生まれつき扁桃体が小さく、感情を抱くことが出来ない主人公ユンジュ。笑うこともなければ悲しんだり怖がったりすることもない。母からは、周りから浮かないための処世術を仕込まれ、なんとか「変人」として目立ってしまわないよう、イジメの標的にされないよう生きる努力をしている。
そんなユンジュを可愛がってくれた祖母と母が目の前で通り魔に襲われ、祖母は亡くなり、母も植物状態に。それでもなんの感情ももてないユンジュ。
物語はユンジュの視点で書かれているので、余計な感情入らず(感じていないので(^-^;)、事実だけが淡々と書かれているためか、とても読みやすい。スッキリとした文章が事実の重さをより増しているように感じる。

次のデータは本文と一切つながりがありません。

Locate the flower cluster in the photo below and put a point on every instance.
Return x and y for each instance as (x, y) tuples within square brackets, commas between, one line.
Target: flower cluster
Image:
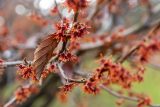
[(116, 74), (24, 92), (46, 72), (146, 50), (144, 101), (65, 31), (27, 72), (76, 4), (38, 19), (91, 86), (64, 91), (78, 30), (67, 56)]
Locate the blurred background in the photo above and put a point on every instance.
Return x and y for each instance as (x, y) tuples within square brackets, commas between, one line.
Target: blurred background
[(23, 23)]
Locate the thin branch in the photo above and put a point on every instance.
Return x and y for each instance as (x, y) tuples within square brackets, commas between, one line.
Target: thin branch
[(114, 93), (12, 63), (67, 78)]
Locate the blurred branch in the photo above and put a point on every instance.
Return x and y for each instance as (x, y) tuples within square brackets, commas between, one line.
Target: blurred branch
[(12, 63), (114, 93)]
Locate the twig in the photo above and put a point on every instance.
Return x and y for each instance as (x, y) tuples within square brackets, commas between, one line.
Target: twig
[(114, 93), (12, 63), (67, 78)]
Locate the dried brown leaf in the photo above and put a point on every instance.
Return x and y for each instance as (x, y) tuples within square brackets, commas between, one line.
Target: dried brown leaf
[(43, 53)]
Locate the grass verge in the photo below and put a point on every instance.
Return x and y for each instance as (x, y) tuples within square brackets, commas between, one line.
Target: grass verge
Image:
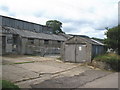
[(6, 85)]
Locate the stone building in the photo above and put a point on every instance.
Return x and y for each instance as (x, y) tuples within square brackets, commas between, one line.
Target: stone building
[(22, 37)]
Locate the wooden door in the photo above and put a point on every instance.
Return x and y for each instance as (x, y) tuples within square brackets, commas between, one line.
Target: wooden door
[(70, 53), (81, 53)]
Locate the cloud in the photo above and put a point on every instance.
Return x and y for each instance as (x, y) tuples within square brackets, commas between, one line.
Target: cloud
[(89, 17)]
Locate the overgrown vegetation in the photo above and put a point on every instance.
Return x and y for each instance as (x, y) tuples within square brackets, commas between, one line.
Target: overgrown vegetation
[(111, 59), (6, 85), (113, 38)]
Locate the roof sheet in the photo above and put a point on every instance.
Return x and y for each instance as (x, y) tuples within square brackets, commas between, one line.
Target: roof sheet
[(77, 39), (30, 34)]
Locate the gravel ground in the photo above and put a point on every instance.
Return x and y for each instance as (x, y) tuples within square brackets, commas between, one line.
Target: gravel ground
[(72, 82)]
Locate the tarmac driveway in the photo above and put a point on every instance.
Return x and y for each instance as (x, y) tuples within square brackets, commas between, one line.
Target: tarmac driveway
[(42, 72)]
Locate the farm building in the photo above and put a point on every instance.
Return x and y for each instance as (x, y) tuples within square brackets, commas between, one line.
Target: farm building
[(81, 49), (22, 37)]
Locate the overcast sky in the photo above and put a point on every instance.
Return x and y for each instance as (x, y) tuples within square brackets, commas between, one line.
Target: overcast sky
[(81, 17)]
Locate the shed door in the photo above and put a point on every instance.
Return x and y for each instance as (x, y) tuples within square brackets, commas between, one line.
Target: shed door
[(70, 53), (81, 53), (3, 44)]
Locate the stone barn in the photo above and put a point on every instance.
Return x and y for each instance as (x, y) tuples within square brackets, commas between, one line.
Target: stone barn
[(23, 37), (81, 49)]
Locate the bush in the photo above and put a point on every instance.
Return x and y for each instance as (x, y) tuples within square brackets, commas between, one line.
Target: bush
[(6, 85), (111, 59)]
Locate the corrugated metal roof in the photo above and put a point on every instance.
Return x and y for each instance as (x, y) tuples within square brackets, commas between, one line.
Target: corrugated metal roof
[(77, 39), (30, 34)]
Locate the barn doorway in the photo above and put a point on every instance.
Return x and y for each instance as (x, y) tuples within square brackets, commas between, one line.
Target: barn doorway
[(3, 44), (15, 43), (75, 52)]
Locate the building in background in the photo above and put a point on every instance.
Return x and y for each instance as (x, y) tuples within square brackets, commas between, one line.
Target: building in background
[(81, 49), (22, 37)]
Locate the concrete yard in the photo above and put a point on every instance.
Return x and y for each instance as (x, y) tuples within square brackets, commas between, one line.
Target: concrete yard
[(48, 72)]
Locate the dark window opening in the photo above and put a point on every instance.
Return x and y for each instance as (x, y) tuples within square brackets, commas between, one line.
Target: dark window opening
[(59, 42), (46, 42), (30, 40)]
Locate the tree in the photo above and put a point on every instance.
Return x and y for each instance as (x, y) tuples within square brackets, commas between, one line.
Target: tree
[(113, 38), (55, 25)]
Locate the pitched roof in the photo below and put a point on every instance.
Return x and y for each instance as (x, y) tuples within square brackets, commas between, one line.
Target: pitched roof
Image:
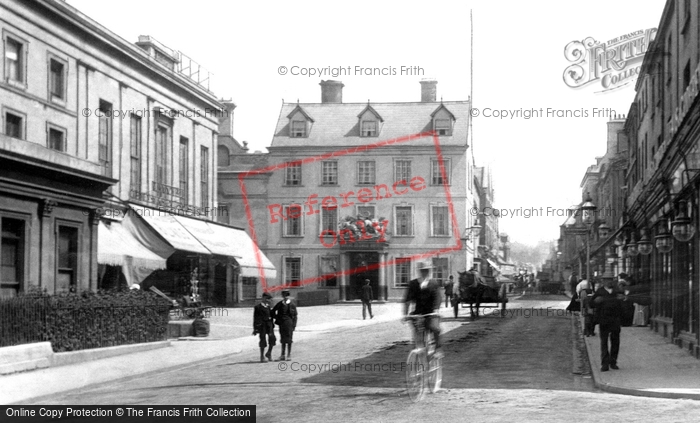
[(371, 109), (303, 112), (336, 124)]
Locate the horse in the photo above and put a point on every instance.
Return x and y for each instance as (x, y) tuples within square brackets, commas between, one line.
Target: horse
[(469, 292)]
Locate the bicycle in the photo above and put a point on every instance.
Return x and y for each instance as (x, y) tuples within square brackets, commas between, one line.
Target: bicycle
[(422, 360)]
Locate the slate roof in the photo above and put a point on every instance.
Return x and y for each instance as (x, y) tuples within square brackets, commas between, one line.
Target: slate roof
[(337, 124)]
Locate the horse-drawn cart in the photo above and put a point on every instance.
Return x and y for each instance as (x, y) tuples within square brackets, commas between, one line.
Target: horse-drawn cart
[(469, 292)]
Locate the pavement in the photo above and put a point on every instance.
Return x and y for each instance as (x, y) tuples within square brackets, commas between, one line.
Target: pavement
[(649, 364), (230, 333)]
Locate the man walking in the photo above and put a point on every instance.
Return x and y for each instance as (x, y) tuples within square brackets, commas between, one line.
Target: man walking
[(263, 325), (424, 293), (366, 300), (608, 303), (573, 282), (449, 286), (285, 315)]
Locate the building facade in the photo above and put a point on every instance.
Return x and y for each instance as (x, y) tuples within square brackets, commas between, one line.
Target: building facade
[(664, 163), (648, 195), (109, 154), (354, 193)]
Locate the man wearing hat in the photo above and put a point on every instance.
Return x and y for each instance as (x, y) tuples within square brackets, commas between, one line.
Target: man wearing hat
[(285, 315), (366, 299), (608, 304), (424, 292), (264, 326)]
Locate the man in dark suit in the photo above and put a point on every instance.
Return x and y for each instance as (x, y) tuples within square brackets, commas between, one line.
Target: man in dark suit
[(263, 325), (425, 294), (285, 315), (449, 287), (608, 304), (367, 300)]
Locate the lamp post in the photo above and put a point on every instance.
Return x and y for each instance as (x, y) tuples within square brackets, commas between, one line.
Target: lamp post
[(588, 209), (472, 231)]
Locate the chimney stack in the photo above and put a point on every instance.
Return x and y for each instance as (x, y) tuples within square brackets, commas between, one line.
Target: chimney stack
[(428, 91), (331, 91), (226, 119)]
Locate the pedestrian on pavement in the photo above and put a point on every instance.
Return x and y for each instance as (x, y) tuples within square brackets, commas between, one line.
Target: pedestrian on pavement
[(623, 285), (584, 291), (264, 326), (608, 304), (641, 304), (449, 286), (573, 281), (477, 276), (367, 300), (285, 315), (424, 293)]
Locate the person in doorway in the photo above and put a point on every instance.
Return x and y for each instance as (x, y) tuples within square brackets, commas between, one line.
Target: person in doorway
[(367, 298), (608, 304), (449, 287), (285, 315), (264, 326)]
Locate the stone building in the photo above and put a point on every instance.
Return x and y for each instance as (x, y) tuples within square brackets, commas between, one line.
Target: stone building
[(337, 172)]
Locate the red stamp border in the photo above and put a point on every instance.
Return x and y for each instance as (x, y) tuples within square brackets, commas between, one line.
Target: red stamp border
[(350, 150)]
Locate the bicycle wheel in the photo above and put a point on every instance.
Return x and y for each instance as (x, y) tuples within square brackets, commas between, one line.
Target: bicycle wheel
[(434, 374), (415, 375)]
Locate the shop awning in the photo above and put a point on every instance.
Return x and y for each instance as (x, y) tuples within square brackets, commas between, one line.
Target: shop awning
[(233, 242), (166, 224), (116, 246), (216, 238)]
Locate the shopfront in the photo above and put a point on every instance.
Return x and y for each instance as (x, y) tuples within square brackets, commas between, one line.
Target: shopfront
[(155, 247)]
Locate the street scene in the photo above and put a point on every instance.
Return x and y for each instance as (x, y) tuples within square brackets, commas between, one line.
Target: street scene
[(490, 213)]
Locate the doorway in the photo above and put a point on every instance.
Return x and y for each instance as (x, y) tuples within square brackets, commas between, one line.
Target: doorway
[(365, 265)]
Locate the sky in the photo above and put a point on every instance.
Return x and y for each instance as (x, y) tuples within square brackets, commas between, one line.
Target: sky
[(518, 65)]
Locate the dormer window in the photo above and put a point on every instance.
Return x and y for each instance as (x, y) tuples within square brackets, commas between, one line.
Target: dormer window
[(298, 129), (443, 121), (369, 128), (443, 127), (369, 122), (299, 123)]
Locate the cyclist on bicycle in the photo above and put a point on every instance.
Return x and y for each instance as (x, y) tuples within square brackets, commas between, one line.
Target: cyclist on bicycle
[(425, 294)]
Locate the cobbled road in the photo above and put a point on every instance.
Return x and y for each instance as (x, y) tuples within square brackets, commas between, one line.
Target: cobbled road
[(516, 366)]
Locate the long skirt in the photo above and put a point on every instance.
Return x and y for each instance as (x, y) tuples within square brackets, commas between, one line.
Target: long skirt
[(286, 330)]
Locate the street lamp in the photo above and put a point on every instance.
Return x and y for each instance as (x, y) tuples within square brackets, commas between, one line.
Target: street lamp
[(644, 246), (683, 228), (664, 241), (472, 231), (632, 250), (588, 209)]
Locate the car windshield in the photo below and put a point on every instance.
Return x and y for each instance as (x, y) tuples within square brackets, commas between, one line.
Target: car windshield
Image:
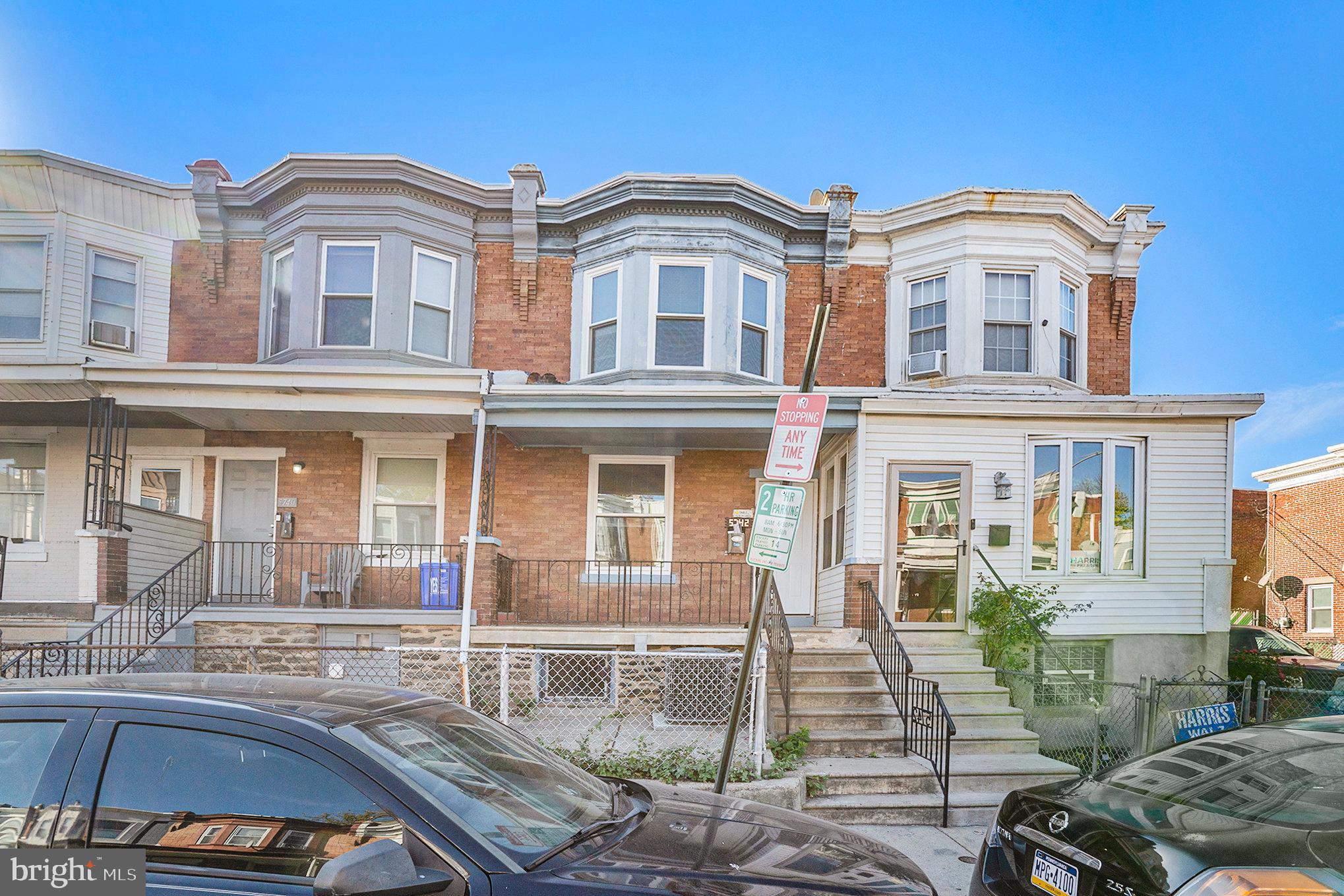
[(1268, 641), (1280, 775), (520, 798)]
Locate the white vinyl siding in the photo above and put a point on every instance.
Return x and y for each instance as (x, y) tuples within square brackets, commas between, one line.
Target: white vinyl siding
[(1187, 507)]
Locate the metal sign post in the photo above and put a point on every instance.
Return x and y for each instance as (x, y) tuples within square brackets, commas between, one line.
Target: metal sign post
[(764, 577)]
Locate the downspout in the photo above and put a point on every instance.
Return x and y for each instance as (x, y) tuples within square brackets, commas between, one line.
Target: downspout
[(472, 527)]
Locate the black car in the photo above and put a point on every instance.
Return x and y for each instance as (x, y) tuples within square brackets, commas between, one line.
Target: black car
[(297, 786), (1241, 813)]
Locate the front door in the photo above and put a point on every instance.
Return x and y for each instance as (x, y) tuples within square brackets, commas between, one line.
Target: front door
[(928, 545), (799, 583), (245, 559)]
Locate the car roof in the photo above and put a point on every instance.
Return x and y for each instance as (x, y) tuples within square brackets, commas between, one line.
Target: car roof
[(327, 702)]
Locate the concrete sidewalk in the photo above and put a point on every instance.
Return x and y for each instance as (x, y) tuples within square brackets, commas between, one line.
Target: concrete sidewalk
[(941, 852)]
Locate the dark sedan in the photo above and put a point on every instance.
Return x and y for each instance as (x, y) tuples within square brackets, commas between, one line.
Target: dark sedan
[(300, 786), (1242, 813)]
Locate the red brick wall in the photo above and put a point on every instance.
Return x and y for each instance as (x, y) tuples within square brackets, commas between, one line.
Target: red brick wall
[(1249, 508), (522, 312), (216, 301), (1111, 311), (854, 351), (1305, 539)]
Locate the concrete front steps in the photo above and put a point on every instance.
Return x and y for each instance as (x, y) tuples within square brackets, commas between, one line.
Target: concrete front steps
[(857, 735)]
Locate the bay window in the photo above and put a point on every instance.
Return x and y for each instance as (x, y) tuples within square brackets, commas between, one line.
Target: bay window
[(604, 304), (754, 343), (23, 273), (350, 277), (432, 304), (1087, 508), (630, 510), (1008, 323), (681, 301)]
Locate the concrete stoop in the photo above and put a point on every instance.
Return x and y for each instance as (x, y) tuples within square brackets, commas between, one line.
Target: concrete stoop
[(858, 743)]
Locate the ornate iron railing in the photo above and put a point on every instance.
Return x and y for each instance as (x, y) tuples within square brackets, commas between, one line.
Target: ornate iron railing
[(127, 633), (927, 723), (336, 574), (682, 593), (780, 652)]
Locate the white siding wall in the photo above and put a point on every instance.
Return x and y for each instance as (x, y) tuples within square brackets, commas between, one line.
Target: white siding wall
[(158, 542), (1187, 500)]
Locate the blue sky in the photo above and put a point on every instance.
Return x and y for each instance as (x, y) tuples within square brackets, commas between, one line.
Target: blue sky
[(1227, 117)]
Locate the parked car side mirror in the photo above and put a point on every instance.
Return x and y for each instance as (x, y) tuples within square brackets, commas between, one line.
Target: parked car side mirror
[(381, 868)]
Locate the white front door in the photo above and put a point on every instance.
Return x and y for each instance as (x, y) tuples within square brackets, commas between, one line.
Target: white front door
[(246, 555), (799, 583)]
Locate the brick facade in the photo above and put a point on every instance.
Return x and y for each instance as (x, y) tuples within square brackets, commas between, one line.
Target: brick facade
[(523, 312), (216, 303), (1111, 313), (1305, 541), (1249, 511)]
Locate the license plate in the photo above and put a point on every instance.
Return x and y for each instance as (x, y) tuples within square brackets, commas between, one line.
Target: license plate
[(1054, 876)]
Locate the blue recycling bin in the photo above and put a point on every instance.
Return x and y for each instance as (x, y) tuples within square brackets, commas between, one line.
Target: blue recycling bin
[(441, 586)]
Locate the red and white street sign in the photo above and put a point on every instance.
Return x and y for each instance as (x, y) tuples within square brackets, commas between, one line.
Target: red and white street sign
[(796, 437)]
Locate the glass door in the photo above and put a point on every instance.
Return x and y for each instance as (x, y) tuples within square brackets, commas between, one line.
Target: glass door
[(928, 541)]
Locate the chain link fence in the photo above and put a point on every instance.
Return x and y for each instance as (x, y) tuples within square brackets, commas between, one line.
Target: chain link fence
[(601, 703)]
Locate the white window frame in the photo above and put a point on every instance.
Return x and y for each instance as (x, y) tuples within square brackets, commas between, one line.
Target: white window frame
[(136, 338), (138, 465), (46, 264), (586, 349), (1312, 587), (433, 449), (1070, 334), (679, 261), (838, 503), (1030, 324), (450, 308), (668, 462), (1107, 536), (744, 272), (270, 318), (323, 295)]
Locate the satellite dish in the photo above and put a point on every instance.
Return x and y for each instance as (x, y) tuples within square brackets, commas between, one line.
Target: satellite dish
[(1288, 586)]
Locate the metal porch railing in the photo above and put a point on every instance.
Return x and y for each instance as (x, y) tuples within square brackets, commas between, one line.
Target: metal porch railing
[(927, 723)]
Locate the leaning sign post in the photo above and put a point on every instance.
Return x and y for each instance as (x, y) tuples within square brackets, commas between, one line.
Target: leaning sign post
[(793, 452)]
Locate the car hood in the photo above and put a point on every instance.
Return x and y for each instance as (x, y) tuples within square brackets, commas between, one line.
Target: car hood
[(694, 841)]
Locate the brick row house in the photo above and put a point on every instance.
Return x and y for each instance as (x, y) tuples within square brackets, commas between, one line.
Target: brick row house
[(1302, 547), (374, 390)]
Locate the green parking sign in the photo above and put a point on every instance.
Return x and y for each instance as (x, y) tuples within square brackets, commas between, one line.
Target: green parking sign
[(779, 511)]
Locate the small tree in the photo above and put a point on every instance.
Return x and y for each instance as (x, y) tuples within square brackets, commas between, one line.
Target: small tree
[(1010, 618)]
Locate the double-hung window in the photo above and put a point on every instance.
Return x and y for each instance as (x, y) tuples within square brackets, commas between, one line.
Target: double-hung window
[(604, 308), (23, 489), (350, 277), (757, 305), (681, 300), (113, 300), (432, 304), (281, 293), (929, 316), (1008, 323), (1320, 607), (1086, 514), (630, 510), (1068, 332), (22, 277)]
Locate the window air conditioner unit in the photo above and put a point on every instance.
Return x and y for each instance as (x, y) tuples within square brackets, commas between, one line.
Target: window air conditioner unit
[(112, 335), (928, 365)]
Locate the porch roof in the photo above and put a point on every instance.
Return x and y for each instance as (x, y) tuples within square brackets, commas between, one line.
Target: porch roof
[(650, 417)]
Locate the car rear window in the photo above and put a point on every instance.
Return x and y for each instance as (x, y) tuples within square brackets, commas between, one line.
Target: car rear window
[(1280, 775)]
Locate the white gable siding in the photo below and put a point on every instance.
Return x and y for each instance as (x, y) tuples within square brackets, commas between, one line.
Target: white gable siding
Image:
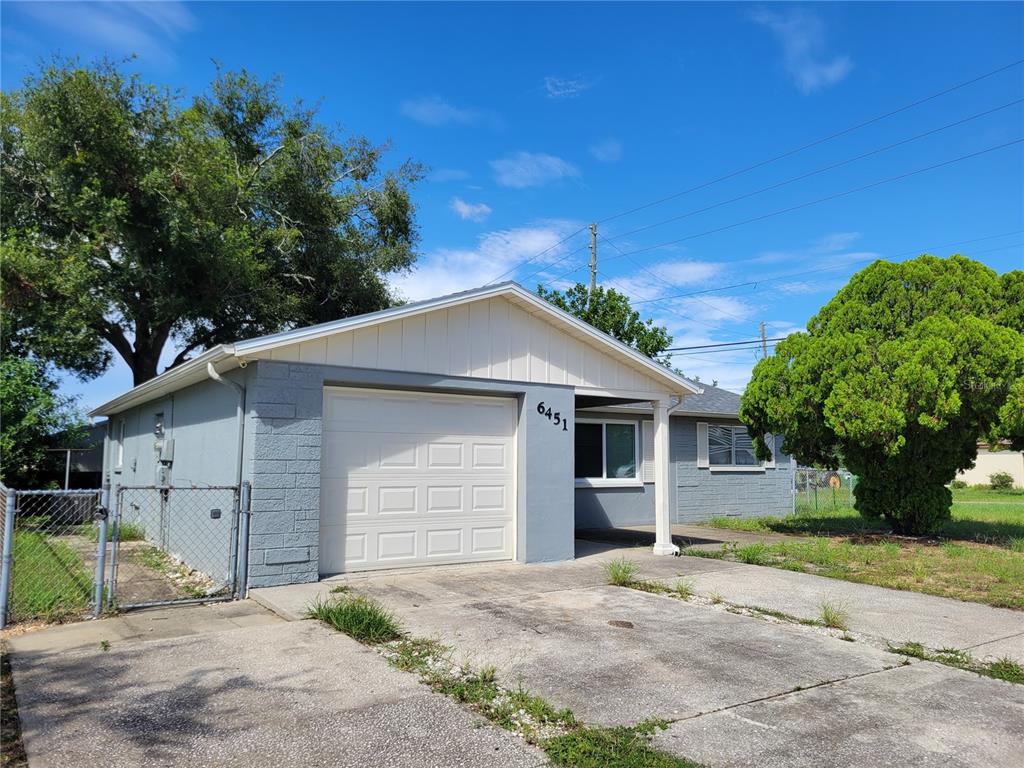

そんなユンジュに、いわゆる“札付きの悪”、感情の起伏が激しすぎるゴニは、むしろ救いを見出しているかのように見える。この二人の不思議な関係に、ゴニの父やユンジュをサポートしてくれるユン教授も加わり、ユンジュは人との関わり方を少しずつ学んでいく。恐怖や不安から解放されているからこそなのか、ユンジュの言動は、率直で大胆。常人のそれよりもよほど誠実に感じられてしまうのが不思議だ。